Moreover, he said that the same class of mechanics who, immediately prior to the war, worked for $1.75 a day, now (1870) demanded and received $3.00 to $3.50 a day; whereas ship-building wages remained the same in England as in 1860.

He warned the committee that the day of wooden ships, particularly steamships, was past, and that the iron ship had come to stay, not only in England but everywhere else in the world.

He said that to enable the business of building iron ships and heavy marine machinery to become firmly established in this country, a very large amount of manufacturing machinery must be supplied, and in view of the present outlook no one would invest any considerable amount of capital in that direction without assurance of some aid and encouragement from the government similar to that which England rendered to her ship-building industry.

He then dwelt at considerable length upon the demoralization among mechanics produced by the government’s policy in confining its naval construction to the navy-yards.

He reviewed briefly the struggle between the Cunard and Collins Lines prior to 1858, and showed conclusively that the downfall of the American Collins Line was due to the persistent and constantly increasing subsidies lavished by the British government upon the Cunard Line, which our government in 1858 met by withdrawing the Collins subsidy and giving them instead the sea and inland postage on mail matter actually carried. In this respect he said Congress indirectly came to the aid of the Cunard Line and helped it to overthrow the Collins Line. He hoped that the committee would give these particular facts their earnest attention. He said that they did not require deep or intricate investigation, because they were matters of common notoriety, known to everybody who was at all conversant with the commercial history of the country.
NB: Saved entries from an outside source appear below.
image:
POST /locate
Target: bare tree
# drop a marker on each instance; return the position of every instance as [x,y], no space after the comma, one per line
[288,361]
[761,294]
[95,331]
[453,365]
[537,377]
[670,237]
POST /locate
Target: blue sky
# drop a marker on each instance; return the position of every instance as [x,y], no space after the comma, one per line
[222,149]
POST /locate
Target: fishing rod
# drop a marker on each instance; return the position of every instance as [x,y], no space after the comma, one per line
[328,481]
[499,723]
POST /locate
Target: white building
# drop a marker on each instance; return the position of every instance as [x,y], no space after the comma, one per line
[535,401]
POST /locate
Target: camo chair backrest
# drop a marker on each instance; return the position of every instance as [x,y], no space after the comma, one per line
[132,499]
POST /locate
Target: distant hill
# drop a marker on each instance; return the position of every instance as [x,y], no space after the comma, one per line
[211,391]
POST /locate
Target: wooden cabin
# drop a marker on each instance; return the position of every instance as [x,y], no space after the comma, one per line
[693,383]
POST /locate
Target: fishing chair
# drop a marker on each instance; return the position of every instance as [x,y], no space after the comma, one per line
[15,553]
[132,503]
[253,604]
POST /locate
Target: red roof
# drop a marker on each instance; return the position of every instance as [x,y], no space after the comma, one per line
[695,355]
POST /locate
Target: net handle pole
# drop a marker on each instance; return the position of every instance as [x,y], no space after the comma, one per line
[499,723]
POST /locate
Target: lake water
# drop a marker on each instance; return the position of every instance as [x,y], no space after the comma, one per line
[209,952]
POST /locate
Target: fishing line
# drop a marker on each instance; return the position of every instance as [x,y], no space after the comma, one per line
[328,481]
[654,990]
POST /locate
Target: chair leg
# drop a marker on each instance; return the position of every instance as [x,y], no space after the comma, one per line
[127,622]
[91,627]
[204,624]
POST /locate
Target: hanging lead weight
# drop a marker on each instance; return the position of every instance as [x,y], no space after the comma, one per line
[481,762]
The admission of material for building iron ships free of duty, he said, would be an advantage, of course, and many believed that if our ship-builders could be relieved from the tariff and get their material free they could compete successfully with foreign builders; but the difference in wages was too great to be entirely overcome by the mere admission of materials duty free. As for materials, he would always prefer American iron for the construction of ships to foreign iron, provided it could be got at the same, or very nearly the same, price. There were many inconveniences, he said, attendant upon sending abroad for iron plates. He informed the committee that it was necessary to get the form of every plate and have it sketched before it was ordered, and if, after doing that, we must send abroad to have them made, very great inconvenience and delay would result.

This statement of Mr. Cramp before the Lynch Committee, of which the foregoing is only a synopsis, was really the key-note to all subsequent argument in favor of government aid to American ship-building and ship-owning. It presented the matter in a new light, or a light which was new in 1870.